Popeye is one of the most beautiful characters ever created for the comic strips, and Vol. 5 in this ongoing series from Fantagraphics exemplifies the beauty of these volumes that finally do justice to this American comedy classic. Each book measures 10.5 X 15 inches, just about the right size for the lower bookshelves but big enough to allow six daily strips per page as well as high quality color reproduction for the Sunday pages. There are supplemental features including a new introduction by Rick Marschall and a reproduction of pictorial article from "Modern Mechanix" about Elzie Segar and his hobbies.
As for the beauty of Popeye the character (as well as the "Thimble Theatre" strip), flip ahead in the book to page 130 and take in the sequence from 1936 in which the Sea Hag sends Alice the Goon to Popeye's house to kidnap baby Swee'Pea.

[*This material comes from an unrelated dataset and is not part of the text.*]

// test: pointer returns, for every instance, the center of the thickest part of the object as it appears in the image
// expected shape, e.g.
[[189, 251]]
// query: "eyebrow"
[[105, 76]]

Alice was one of the most hideous, frighteningly ugly creations in this or any other comic strip, somehow even more so when dressed in female attire. But Swee'Pea, in wisdom beyond his years, sees more to Alice than meets the eye, and eventually, so does Popeye. Sequences like these abound in Segar's strip, hilarious and at the same time, gut-wrenching in their human insight. There are no ugly people in Popeye's world except for those who make themselves so. And this is the key difference between Segar's original creation and all the spinoffs and sequels that have followed from other hands. The Fleischer cartoons and the continuations by Bud Sagendorf and others have all had their high points, but not one has captured the humanity of the original.
Fortunately, we can all now savor the richness of Segar's masterpiece in books that are worthy of its greatness. If you haven't read any of the others, start here and dig into the "Jeep" story. If that doesn't hook you, nothing will.